- Texte visé : Projet de loi de finances pour 2026, modifié par le Sénat, n° 2247
- Stade de lecture : Nouvelle lecture
- Examiné par : Commission des finances, de l'économie générale et du contrôle budgétaire
- Mission visée : Écologie, développement et mobilité durables
Modifier ainsi les autorisations d'engagement et les crédits de paiement :
| (en euros) | ||
| Programmes | + | - |
| Infrastructures et services de transports | 0 | 0 |
| Affaires maritimes, pêche et aquaculture | 0 | 0 |
| Paysages, eau et biodiversité | 0 | 0 |
| Expertise, information géographique et météorologie | 0 | 0 |
| Prévention des risques | 0 | 0 |
| Énergie, climat et après-mines | 0 | 0 |
| Service public de l'énergie | 0 | 844 436 582 |
| Conduite et pilotage des politiques de l'écologie, du développement et de la mobilité durables | 0 | 0 |
| Fonds d'accélération de la transition écologique dans les territoires | 0 | 0 |
| Sûreté nucléaire et radioprotection | 0 | 0 |
| Écologie – mise en extinction du plan de relance | 0 | 0 |
| Fonds territorial climat | 0 | 0 |
| TOTAUX | 0 | 844 436 582 |
| SOLDE | -844 436 582 | |
Amendement de repli.
Le Rassemblement National considère que les filières dites « intermittentes » représentent un coût très élevé pour les finances publiques, sans garantir une production stable ni compétitive d’électricité.

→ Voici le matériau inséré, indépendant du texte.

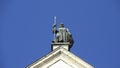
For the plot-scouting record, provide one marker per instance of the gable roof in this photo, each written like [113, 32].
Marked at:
[60, 54]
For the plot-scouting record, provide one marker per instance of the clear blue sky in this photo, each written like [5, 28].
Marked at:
[25, 30]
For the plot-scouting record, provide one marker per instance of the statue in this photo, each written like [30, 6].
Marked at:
[62, 34]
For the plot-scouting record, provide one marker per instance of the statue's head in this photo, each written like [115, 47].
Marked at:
[61, 25]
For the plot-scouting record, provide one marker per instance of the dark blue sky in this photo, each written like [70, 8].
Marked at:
[25, 30]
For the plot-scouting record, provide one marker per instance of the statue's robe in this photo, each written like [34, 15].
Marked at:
[63, 35]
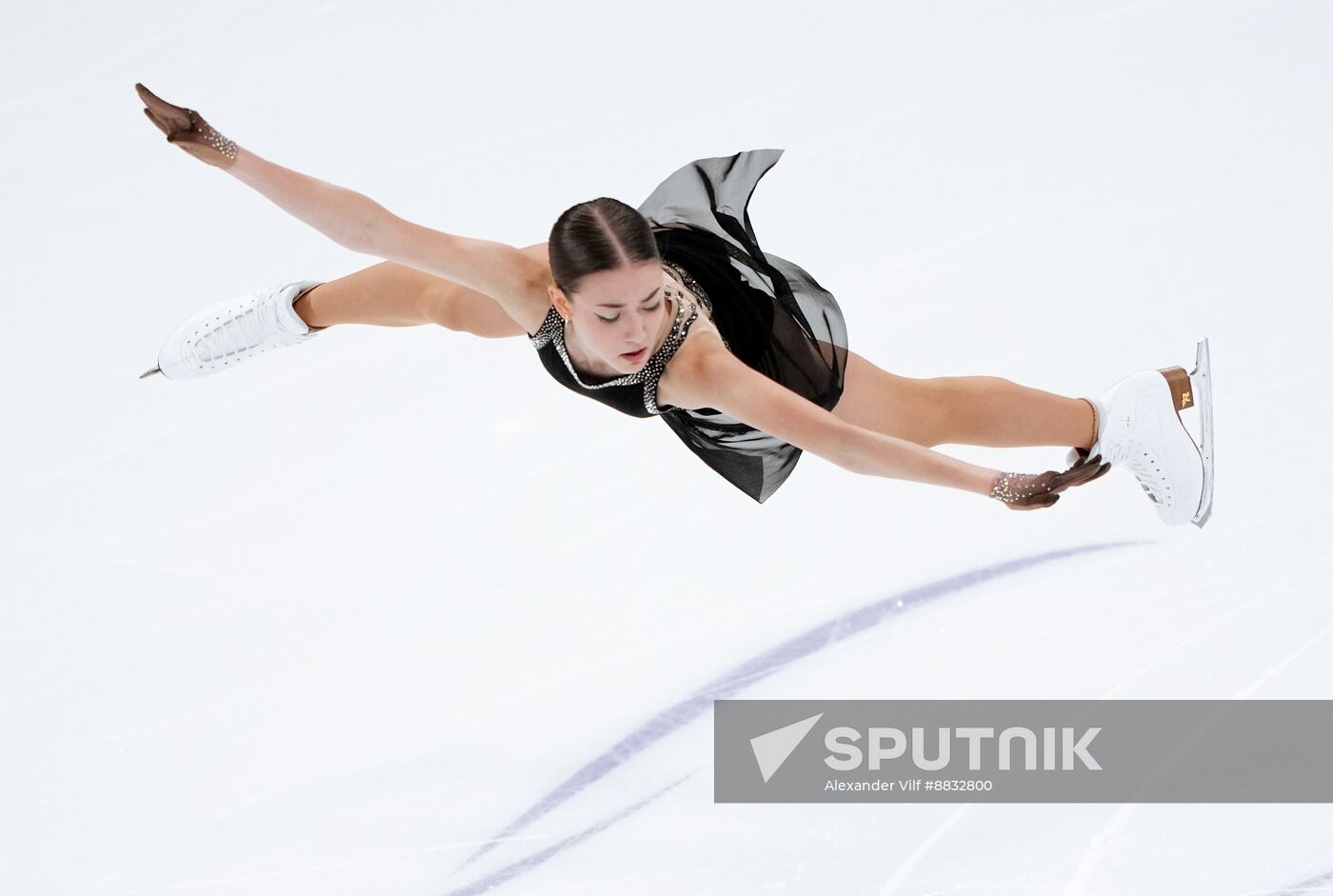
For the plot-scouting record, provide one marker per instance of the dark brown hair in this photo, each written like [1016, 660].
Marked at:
[600, 235]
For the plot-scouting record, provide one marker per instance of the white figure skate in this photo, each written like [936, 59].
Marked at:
[1142, 428]
[235, 330]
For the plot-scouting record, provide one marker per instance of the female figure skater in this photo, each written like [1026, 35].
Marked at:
[675, 310]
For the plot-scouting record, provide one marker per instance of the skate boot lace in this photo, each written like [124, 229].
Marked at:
[1145, 467]
[235, 336]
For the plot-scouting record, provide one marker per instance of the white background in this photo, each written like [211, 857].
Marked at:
[332, 622]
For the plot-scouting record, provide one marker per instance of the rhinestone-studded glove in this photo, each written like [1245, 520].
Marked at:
[1029, 491]
[189, 130]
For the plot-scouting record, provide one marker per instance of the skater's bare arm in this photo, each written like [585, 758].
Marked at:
[513, 277]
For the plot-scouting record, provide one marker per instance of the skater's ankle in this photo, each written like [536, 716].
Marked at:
[302, 309]
[1095, 428]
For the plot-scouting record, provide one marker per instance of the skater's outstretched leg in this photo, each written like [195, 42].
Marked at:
[962, 409]
[242, 329]
[393, 295]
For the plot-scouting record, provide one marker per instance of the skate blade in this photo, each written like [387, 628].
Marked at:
[1202, 377]
[1195, 389]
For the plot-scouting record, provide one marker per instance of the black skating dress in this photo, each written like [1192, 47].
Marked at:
[772, 315]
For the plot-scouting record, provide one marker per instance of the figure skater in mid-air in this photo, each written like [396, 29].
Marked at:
[672, 309]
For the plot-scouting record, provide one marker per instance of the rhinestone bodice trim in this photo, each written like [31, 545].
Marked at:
[553, 330]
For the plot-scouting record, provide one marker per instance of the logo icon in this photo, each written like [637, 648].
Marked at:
[772, 749]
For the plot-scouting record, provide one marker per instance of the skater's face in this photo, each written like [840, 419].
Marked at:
[617, 316]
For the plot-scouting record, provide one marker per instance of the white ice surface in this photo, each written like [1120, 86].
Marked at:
[330, 622]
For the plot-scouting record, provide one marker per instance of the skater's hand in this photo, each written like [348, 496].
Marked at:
[1028, 492]
[187, 129]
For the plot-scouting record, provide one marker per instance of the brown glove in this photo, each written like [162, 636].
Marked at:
[189, 130]
[1026, 492]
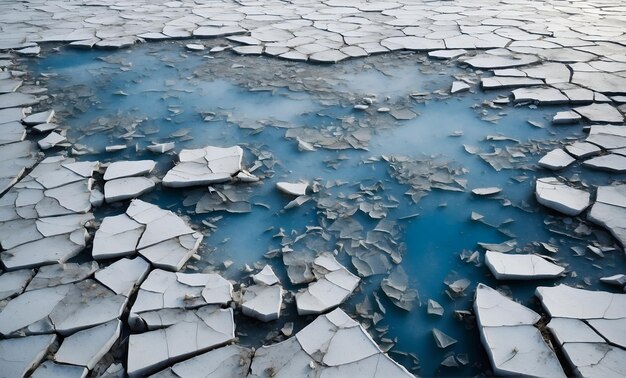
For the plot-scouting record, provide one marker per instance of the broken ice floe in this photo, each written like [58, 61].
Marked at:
[228, 361]
[263, 302]
[334, 284]
[168, 340]
[204, 166]
[332, 345]
[609, 210]
[19, 356]
[63, 308]
[12, 283]
[158, 235]
[556, 195]
[295, 189]
[121, 169]
[122, 182]
[588, 327]
[486, 191]
[124, 275]
[127, 188]
[265, 299]
[61, 274]
[520, 267]
[87, 347]
[49, 369]
[49, 207]
[168, 290]
[556, 159]
[396, 288]
[513, 344]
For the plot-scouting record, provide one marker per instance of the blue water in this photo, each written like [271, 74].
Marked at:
[166, 90]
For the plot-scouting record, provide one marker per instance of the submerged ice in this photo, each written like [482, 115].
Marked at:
[186, 203]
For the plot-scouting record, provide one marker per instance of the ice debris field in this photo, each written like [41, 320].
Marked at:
[312, 188]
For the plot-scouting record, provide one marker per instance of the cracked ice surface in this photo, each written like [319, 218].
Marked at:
[589, 328]
[45, 214]
[514, 345]
[160, 236]
[180, 334]
[332, 345]
[163, 290]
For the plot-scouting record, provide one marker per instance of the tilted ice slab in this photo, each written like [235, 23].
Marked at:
[266, 276]
[124, 275]
[43, 217]
[332, 345]
[520, 267]
[600, 113]
[513, 344]
[162, 290]
[609, 210]
[11, 132]
[607, 136]
[589, 326]
[64, 309]
[49, 369]
[293, 188]
[610, 162]
[158, 235]
[543, 96]
[204, 166]
[228, 361]
[334, 284]
[126, 188]
[556, 195]
[178, 334]
[61, 274]
[19, 356]
[566, 302]
[263, 302]
[121, 169]
[87, 347]
[12, 283]
[15, 158]
[556, 159]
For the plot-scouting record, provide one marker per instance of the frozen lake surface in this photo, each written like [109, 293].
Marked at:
[423, 175]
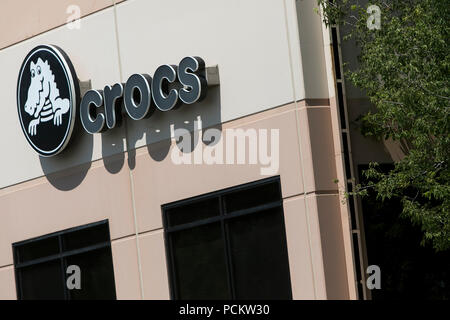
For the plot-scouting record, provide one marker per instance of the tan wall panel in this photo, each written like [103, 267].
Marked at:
[7, 283]
[300, 265]
[332, 246]
[126, 269]
[157, 182]
[57, 202]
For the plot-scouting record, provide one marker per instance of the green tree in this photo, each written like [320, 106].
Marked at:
[403, 68]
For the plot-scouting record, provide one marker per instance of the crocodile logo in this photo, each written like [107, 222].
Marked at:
[47, 99]
[44, 102]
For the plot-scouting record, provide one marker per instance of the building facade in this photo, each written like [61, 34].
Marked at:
[143, 218]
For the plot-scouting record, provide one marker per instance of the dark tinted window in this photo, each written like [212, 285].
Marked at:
[239, 252]
[41, 264]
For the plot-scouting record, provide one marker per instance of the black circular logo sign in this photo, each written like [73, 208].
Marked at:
[47, 98]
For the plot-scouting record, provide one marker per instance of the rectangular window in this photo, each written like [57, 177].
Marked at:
[41, 264]
[229, 244]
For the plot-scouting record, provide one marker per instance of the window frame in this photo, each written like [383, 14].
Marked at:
[61, 255]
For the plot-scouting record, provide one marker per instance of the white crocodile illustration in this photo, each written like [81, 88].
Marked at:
[43, 101]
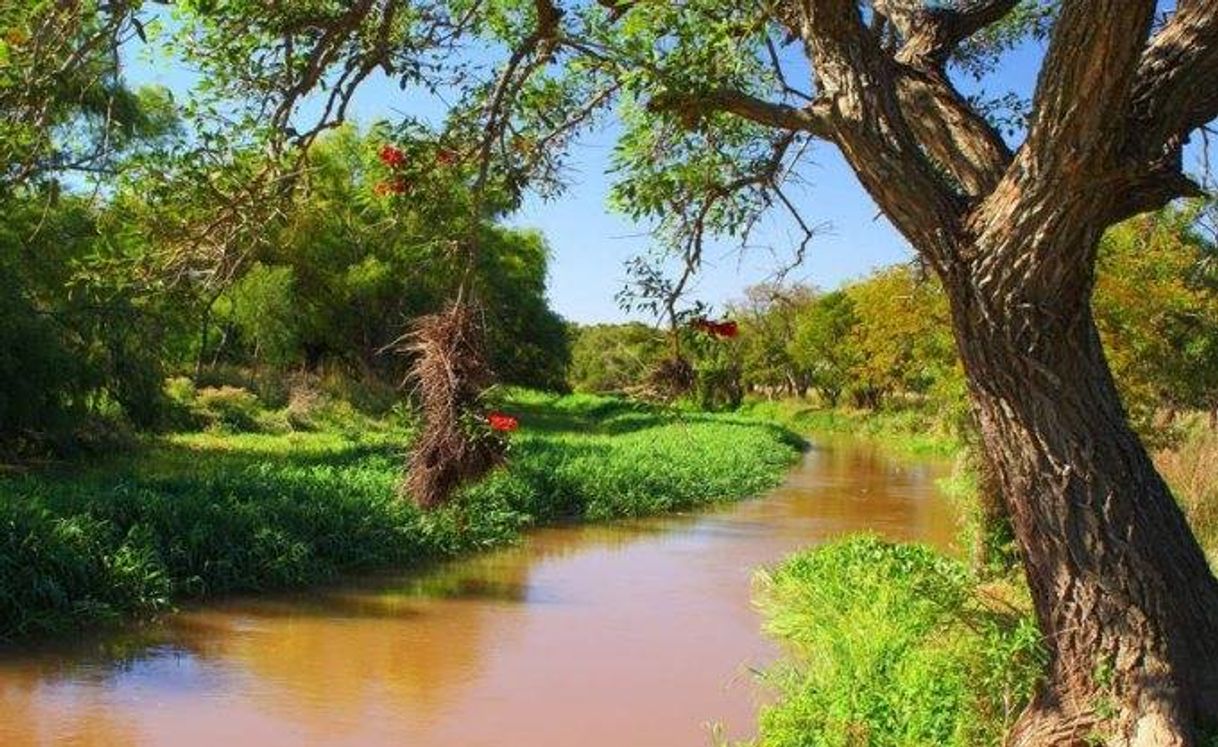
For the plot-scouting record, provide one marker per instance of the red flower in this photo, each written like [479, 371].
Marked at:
[392, 156]
[727, 329]
[502, 422]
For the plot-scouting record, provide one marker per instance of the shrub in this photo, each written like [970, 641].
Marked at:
[222, 512]
[228, 407]
[1189, 469]
[892, 645]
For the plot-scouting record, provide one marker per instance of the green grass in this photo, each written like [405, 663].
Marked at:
[893, 646]
[208, 513]
[910, 430]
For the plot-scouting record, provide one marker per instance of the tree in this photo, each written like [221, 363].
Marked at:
[614, 357]
[903, 338]
[767, 316]
[1122, 591]
[822, 344]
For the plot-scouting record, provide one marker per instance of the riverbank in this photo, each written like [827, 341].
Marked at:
[199, 514]
[892, 644]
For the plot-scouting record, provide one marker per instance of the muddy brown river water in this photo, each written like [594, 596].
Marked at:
[636, 634]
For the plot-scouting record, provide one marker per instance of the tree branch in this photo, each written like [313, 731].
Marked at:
[932, 33]
[1175, 90]
[858, 82]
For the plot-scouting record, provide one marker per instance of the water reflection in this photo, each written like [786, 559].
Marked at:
[631, 634]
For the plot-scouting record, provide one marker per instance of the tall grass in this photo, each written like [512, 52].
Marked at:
[206, 513]
[1191, 469]
[916, 430]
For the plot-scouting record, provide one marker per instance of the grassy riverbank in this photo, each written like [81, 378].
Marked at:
[204, 513]
[909, 430]
[897, 645]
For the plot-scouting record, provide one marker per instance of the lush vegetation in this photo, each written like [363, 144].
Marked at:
[219, 511]
[893, 646]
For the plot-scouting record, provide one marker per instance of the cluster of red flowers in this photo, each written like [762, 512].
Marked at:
[392, 156]
[502, 422]
[716, 329]
[398, 185]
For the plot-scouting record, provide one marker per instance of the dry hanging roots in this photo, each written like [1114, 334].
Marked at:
[451, 373]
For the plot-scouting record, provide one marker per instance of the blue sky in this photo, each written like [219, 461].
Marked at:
[591, 244]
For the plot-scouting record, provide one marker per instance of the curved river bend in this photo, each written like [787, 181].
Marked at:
[637, 634]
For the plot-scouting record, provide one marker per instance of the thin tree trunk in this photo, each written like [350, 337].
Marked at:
[1121, 587]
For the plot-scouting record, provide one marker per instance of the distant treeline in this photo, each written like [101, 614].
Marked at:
[102, 297]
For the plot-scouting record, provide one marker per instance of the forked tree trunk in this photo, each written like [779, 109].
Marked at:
[1122, 590]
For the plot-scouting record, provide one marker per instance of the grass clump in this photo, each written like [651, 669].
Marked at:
[1189, 469]
[217, 512]
[893, 645]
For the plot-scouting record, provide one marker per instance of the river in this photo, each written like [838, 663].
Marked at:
[632, 634]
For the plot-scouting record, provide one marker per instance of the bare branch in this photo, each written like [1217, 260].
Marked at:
[1094, 53]
[932, 33]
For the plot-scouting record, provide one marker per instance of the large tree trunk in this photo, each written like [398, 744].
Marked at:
[1122, 590]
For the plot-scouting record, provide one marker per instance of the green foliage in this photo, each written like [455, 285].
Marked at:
[820, 345]
[892, 645]
[613, 357]
[217, 512]
[1157, 311]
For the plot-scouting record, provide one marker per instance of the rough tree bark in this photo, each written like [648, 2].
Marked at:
[1121, 587]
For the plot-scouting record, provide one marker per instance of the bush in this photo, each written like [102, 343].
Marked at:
[218, 512]
[892, 645]
[1189, 469]
[228, 408]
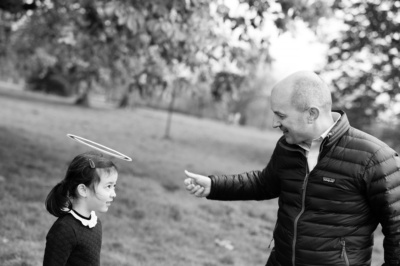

Leur subvention massive exerce une pression croissante sur la facture du consommateur et sur le budget de l’État, tout en fragilisant l’équilibre du réseau électrique.
Les crédits alloués aux bioénergies passent de 620,7 millions d’euros en 2025 à 844,4 millions d’euros en 2026, soit une augmentation de 223,7 millions d’euros.
Cette hausse intervient alors que les bioénergies, bien qu’ayant un potentiel intéressant, souffrent encore d’un manque de compétitivité et d’un coût d’exploitation important.
Ainsi, le présent amendement de repli minore, en autorisation d’engagement et en crédits de paiement, les crédits du programme 345 – Service public de l’énergie d’un montant de 844 436 582 €.